To her surprise, though, she tells Belaruth, Mark was a very good sport. He laughs and makes up a response poem on the spot:

Pat’s so smart!
She sent a dart
Right through my heart!

And Pat, feeling greatly daring, had quipped right back:

Please don’t make
a rhyme with ‘fart’!!!!

Belaruth laughs with her. And when she asks about their work, he goes to see if Dagney would mind if he shows her some of the creations. They drag out the carrying bags, the silver over-cloth, the soft-as-clouds blankets knit from finely spun plastic fibers. With care unexpected in such a clumsy creature, she touches and studies the crafters’ work.

Belaruth waits for her to react, but Pat is quiet, very quiet, for a long time.

“I could do this,” she says finally. “I could learn to use the things we throw away.”

Belaruth almost feels tears well up–although of course that doesn’t happen. “Dear child,” he says. “If only all Humes came to realize that.”

While the Searchers work, Pat cleans the little clearing.  She piles up scraps of paper, pop cans, plastic bottles. The crew, grateful for the time saved, eagerly gathers up her finds and starts the process of morphing them.

She treks out to meet them every day for the next two weeks, and she marvels at the wondrous creations the team produces. Their final project is the gown; when it is done, Dagney models it for her. She has chosen the flower sprigged print.
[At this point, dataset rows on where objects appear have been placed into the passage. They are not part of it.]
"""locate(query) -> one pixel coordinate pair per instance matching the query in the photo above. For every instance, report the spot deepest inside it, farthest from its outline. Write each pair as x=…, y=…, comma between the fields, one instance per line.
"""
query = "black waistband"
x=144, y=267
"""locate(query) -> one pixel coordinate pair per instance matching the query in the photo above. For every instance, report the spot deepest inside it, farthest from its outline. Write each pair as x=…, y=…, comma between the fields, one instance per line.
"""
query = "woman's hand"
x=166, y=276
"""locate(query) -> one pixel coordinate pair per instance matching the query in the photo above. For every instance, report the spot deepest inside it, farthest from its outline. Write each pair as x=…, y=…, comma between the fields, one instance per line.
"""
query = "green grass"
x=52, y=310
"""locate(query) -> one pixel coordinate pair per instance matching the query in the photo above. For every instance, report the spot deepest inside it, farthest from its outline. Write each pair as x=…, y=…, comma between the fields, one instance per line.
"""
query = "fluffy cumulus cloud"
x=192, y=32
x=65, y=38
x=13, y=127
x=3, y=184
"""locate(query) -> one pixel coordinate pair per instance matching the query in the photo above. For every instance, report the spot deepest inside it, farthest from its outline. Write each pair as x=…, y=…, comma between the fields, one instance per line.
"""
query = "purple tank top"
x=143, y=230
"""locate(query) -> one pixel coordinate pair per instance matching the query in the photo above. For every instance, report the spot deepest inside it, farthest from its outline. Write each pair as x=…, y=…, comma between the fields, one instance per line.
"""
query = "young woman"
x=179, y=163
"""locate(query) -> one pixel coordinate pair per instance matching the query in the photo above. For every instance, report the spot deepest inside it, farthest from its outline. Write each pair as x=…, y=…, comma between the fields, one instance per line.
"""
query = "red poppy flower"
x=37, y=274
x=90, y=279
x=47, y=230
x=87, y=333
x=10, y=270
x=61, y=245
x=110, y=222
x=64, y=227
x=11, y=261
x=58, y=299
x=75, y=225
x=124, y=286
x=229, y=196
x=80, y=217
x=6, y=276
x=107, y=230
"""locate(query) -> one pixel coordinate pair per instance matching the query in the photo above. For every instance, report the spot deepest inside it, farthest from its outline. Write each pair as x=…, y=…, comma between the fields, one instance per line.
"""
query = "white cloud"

The dress sweeps and sways; Dagney’s jet-black hair glows against the blue flowers and the silvery mesh over-skirt and vest.

When the gown is done, Dagney models it for Pat.
When the gown is done, Dagney models it for Pat.
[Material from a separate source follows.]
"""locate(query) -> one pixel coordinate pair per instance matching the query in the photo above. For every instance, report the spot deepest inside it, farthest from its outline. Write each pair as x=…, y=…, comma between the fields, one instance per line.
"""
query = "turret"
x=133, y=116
Pat says it is the most beautiful thing she has ever seen. And Belaruth, who has grown truly fond of the great clumpy child, tells her, softly, that the completion of the gown signals the completion of the search.

Pat, who really is very bright, knows this.

“I’m going to make a little park here, in honor of meeting you,” she tells Belaruth, and he feels a little pang. He does not regret breaking Rule One; he will miss this Hume child.

“Remember, though,” he says gently, “don’t tell anyone about this time.”

“Belaruth!” says Pat, and there is a pretty ripple in her voice, “who’d BELIEVE me?” They look at each other, and they both begin to laugh.

When Pat leaves a little later, they  know it is their final parting. That night the Searchers pack up; in the morning, by the first light, they winkle away.

Perhaps the meeting with the Hume child has addled his brain, thinks Belaruth. When he and Dagney take the goods the team has crafted to the storerooms, when they inventory the wonderfully crafted trousseau, they discover they have left all the soft blue carry bags behind. This has never happened before; Belaruth is chagrined. His daughter loves those bags.

For the first time ever, he will have to winkle back to a Search site.

It is almost a week later when he has the time to return. He goes in the early morning, when the dew is still clinging to the grass. He finds that Pat has begun her work. She has cut the grass in the clearing; there are rough benches made from three small logs she has dragged over. There are scuff marks from more feet than Pat’s.

Maybe, he thinks, maybe she has brought Mark here and some of the other friends from school. And maybe they looked at the waste and the litter on their pathway in, and they began to dream of ways to end that scourge.

He thinks it may be true. In the center of the clearing there’s a creation. It’s made from cans and a bucket, from containers and sticks. All these things have been dipped in concrete and stacked together. It is a statue,–and Belaruth feels a tightening in his throat,–that looks remarkably like him. Against the tin-can feet leans a little card, and the card reads, “In memory of a friend who taught me so much.” Neatly piled next to the card are the soft blue bags.

Maybe, thinks Belaruth, maybe Humes aren’t totally annoying, after all. Maybe there’s hope. He imagines a time when Searches have to change because  litter and waste have disappeared. Maybe, he thinks, they could partner with Humes then.

He carries the lovely luggage to a spot where he can stop long enough to plant the memory of the whole statue firmly in his mind. He will tell Dagney; it will make her smile. He gathers the well-loved bags in his arms, and he winkles them away.

The statue, Belaruth realizes, looks like him.
The statue, Belaruth realizes, looks like him.